Presentazione annuale del Rapporto italiani nel mondo e riunione dei coordinatori e delegati delle Missioni cattoliche italiane in Europa

Il Rapporto Italiani nel Mondo 2018 della Fondazione Migrantes per la prima volta registra un fenomeno nuovo nei processi di emigrazione: “a partire dall’Italia sono sicuramente i giovani (37,4 per cento) e i giovani adulti (25 per cento) ma le crescite più sostanziose si notano dai cinquant’anni in su”. Un trend per il quale in modo particolare le Associazioni e Federazioni degli italiani all’estero prestano grande attenzione. È stato inoltre sottolineato che “anche i flussi migratori del Sud sono caratterizzati da over 50enni che hanno perso il posto di lavoro a casa propria e vengono all’estero per trovare una nuova occupazione con incrementi tra il 35 e il 45 per cento nel giro di un paio di anni: +20,7 per cento nella classe di età 50-64 anni; +35,3 per cento nella classe 65-74 anni. In questo stato di cose si inseriscono gli anziani per risolvere o tamponare la precarietà: la famiglia, cioè, si amplia fino a comprendere i nonni, scrivono i ricercatori della Migrantes. Con il passare del tempo e l’evoluzione della mobilità italiana stanno emergendo “nuove strategie di sopravvivenza tra i genitori-nonni che sono inizialmente il trascorrere periodi sempre più lunghi all’estero con figli e nipoti già in mobilità”, fino al completo trasferimento di tutto e buona parti e dell’anno solare (si tratta del “migrante genitore-nonno ricongiunto”). Un esempio ne è “La Mia Mamma”, un ristorante di cucina italiana dove a cucinare sono le mamme dei giovani italiani che hanno scelto Londra come meta del loro progetto migratorio. Le cuoche sono chiamate a fare un lavoro in turnover: ogni tre mesi, cioè, si alternano modificando i menù sulla base delle loro regioni di origine. Come leggere questi dati? Sicuramente ci si trova di fronte alle necessità di provvedere alla precarietà lavorativa di italiani dai 50 in su rimasti disoccupati e soprattutto privi di prospettive in patria (definiti nel Rapporto Italiani nel Mondo “migranti maturi disoccupati”). Si tratta di persone lontane dalla pensione o che hanno bisogno di lavorare per arrivarvi e che, comunque, hanno contemporaneamente la necessità di mantenere la famiglia. In quest’ultima, infatti, spesso si annida la precarietà a più livelli: la disoccupazione, cioè, può coinvolgere anche i figli, ad esempio, già pronti per il mondo del lavoro o ancora studenti universitari. In questo stato di cose si inseriscono gli anziani per risolvere o tamponare la precarietà: la famiglia, cioè, si amplia fino a comprendere i nonni”.

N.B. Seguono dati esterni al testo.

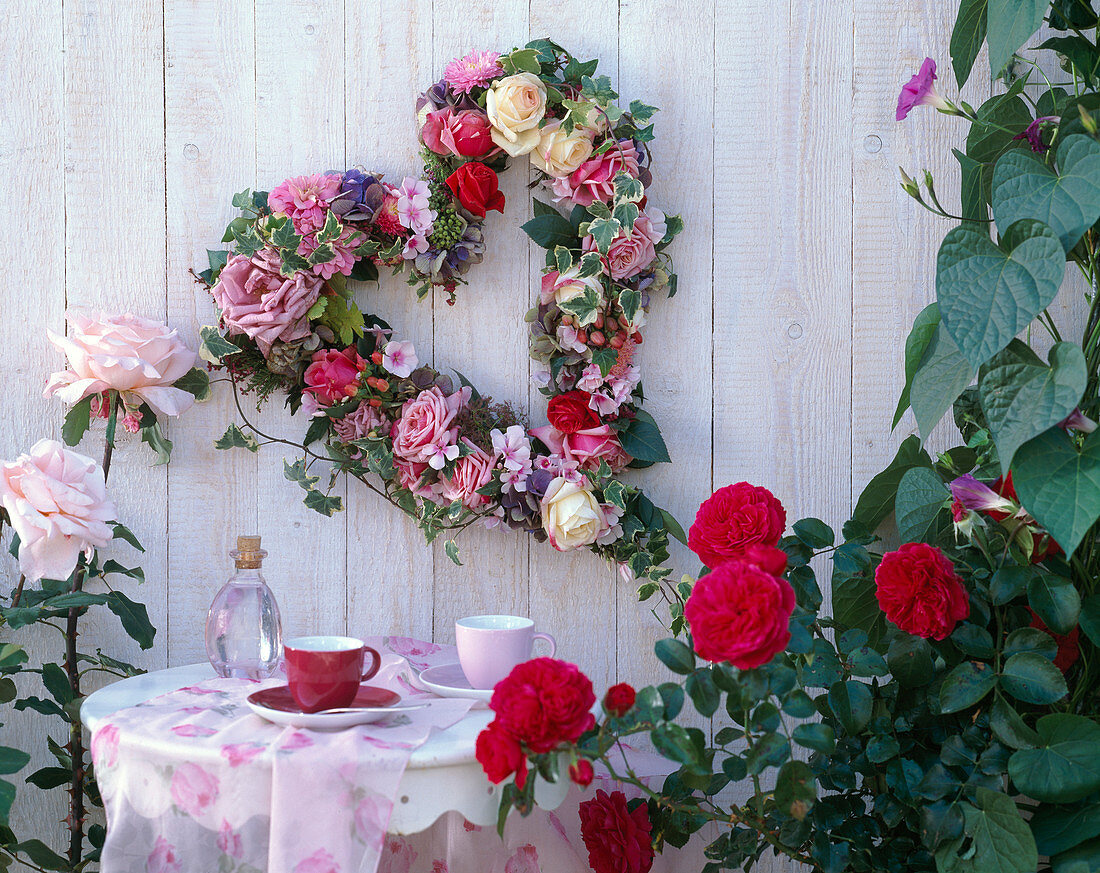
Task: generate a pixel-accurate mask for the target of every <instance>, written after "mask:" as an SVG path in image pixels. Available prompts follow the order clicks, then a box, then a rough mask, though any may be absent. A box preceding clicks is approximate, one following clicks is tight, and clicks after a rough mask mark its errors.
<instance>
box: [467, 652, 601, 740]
mask: <svg viewBox="0 0 1100 873" xmlns="http://www.w3.org/2000/svg"><path fill="white" fill-rule="evenodd" d="M595 703H596V695H595V693H594V692H593V690H592V682H591V681H590V679H588V677H587V676H585V675H584V674H583V673H582V672H581V671H580V670H577V668H576V667H575V666H574V665H573V664H568V663H565V662H564V661H555V660H554V659H552V657H536V659H533V660H532V661H525V662H524V663H522V664H519V665H518V666H516V667H515V670H513V671H511V673H509V674H508V675H507V676H505V677H504V678H503V679H500V682H498V683H497V684H496V688H495V689H494V690H493V699H492V700H491V701H489V707H492V709H493V711H494V712H496V720H497V721H498V722H499V723H500V727H502V728H504V729H505V730H506V731H508V733H510V734H511V736H513V737H515V738H516V739H517V740H519V742H521V743H524V744H525V745H526V747H527V748H528V749H530V750H531V751H532V752H535V753H536V754H544V753H546V752H549V751H550V750H552V749H554V748H555V747H558V745H560V744H561V743H563V742H576V740H577V739H579V738H580V736H581V734H582V733H584V731H586V730H588V729H590V728H591V727H593V726H594V725H595V723H596V719H595V716H593V715H592V712H591V711H588V710H591V709H592V706H593V705H594V704H595Z"/></svg>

Secondo taluni osservatori diventa quindi necessario “adeguare le iniziative e le azioni riferite ai nuovi migranti italiani all’estero per soddisfare ogni esigenza. Noi offriamo – dice ad esempio il Presidente di Palazzo Italia nei Balcani Giovanni Baldantoni – consulenza, assistenza, servizi per favorire la formazione di piccoli imprenditori ed operatori economici che non devono per forza permanere tutto l’anno e in maniera continuata nei Paesi dei Balcani ma possono svolgere attività come pendolari fermandosi solo in alcuni periodi dell’anno. Questi nostri emigrati sono ancora più preziosi per l’economia locale in quanto possono favorire la vendita di prodotti italiani, specie dell’agroalimentare, all’estero o formare società miste che utilizzando i fondi dell’Ue hanno capacità di mercato e quindi di reddito”.

Ecco allora l’impegno importante che svolgono le Missioni Cattoliche Italiane nel Mondo, così come delineatosi nella riunione dei coordinatori e delegati d’Europa, a margine della presentazione del Rapporto. In modo particolare le Missioni in Europa vedono un nuovo flusso di gente bussare alle proprie porte in cerca di aiuto e non solo. Da qui l’urgenza di far comprendere ai Vescovi italiani, la necessità di inviare sacerdoti in missione per fare esperienza e dopo dieci anni tornare in diocesi per un cambio, ma portando un bagaglio nuovo di esperienze con gente che ha lasciato da anni la propria terra o con persone che per motivi lavorativi od affettivi, e per lo più giovani, hanno lasciato il proprio paese per fare nuove esperienze di vita, come coloro i quali per 6 o 12 mesi svolgono le attività di Erasmus all’estero. Ecco perché verso i migranti dobbiamo avere tanta attenzione, sia per chi parte che per chi accogliamo.